Porsche’s 2009-10 report was probably wrong because it cited a VW document claiming its cars already complied with the strictest European emission rules for diesel engines, Judge Fabian Richter Reuschle wrote in a May ruling obtained by Bloomberg News. The judge is seeking to summon about 30 witnesses in an investor suit to find out what former VW Chief Executive Officer Martin Winterkorn knew about the scam.
The ruling extends the troubles for Porsche over the disclosure of the diesel cheating to capital markets. While there’s already a mass suit pending in a Stuttgart appeals court over claims totaling 865 million euros ($1 billion), Richter Reuschle has kept parts of some cases and continues to hear them individually. The ruling indicates investors may still be able to sue for trades as far back as November 2010.
“The court has to clarify whether there are enough facts showing a reprehensible motivation by” Porsche, the judge wrote in the ruling that hasn’t yet been made public, adding he needs to examine whether VW’s “action needs to be qualified as ruthless.”
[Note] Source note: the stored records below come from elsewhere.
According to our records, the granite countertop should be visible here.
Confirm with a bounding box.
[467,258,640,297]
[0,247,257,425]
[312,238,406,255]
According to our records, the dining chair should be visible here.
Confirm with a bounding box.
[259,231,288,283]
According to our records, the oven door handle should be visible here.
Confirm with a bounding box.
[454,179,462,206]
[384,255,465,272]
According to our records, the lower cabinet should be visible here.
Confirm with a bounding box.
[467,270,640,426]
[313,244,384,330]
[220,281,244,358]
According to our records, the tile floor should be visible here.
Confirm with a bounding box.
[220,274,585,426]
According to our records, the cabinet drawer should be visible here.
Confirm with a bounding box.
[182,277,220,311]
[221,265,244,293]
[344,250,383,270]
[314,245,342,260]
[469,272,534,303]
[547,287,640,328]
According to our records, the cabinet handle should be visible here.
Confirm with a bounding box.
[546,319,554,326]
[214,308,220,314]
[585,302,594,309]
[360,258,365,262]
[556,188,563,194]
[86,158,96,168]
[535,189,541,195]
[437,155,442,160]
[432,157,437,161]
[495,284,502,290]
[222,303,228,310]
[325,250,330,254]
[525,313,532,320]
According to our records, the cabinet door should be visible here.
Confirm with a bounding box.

The cases are baseless, Porsche spokesman Frank Gaube said by email, adding that the court didn’t rule on the merits of the claims. VW spokesman Nicolai Laude declined to comment on Richter Reuschle’s ruling.
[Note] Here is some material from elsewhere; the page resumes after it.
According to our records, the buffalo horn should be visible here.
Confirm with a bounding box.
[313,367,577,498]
While the ruling is a setback for Porsche, any suit before Richter Reuschle hinges on an issue pending with the appeals court in the mass case. The question is whether what executives learned about the scam in their role at VW can also be attributed to Porsche because the same people served at boards of both companies. Unless the appeals court says it’s possible, investors won’t be successful.
Likewise, the prospects depend on what VW’s then-CEO knew at the time. Most of the witnesses listed in the ruling are either being investigated themselves, such as Winterkorn, or they work at companies being probed, like Audi chief Rupert Stadler and Robert Bosch GmbH head Volkmar Denner. They can claim privileges not to testify and most certainly will do so, making it unlikely to find the evidence the court is looking for.
Richter Reuschle has issued several rulings unfavorable for Porsche and for Volkswagen, which is also being sued in Stuttgart. In turn, VW earlier this year filed a motion to remove him for bias, but the bid was rejected this week. VW filed most of its objections against the judge too late and others weren’t enough to question his fairness, the court said.
The judge’s previous actions raised “considerable doubts” about whether he can handle the cases objectively and without bias, VW’s Laude said Thursday, adding that VW may appeal the ruling rejecting the bid to have him removed.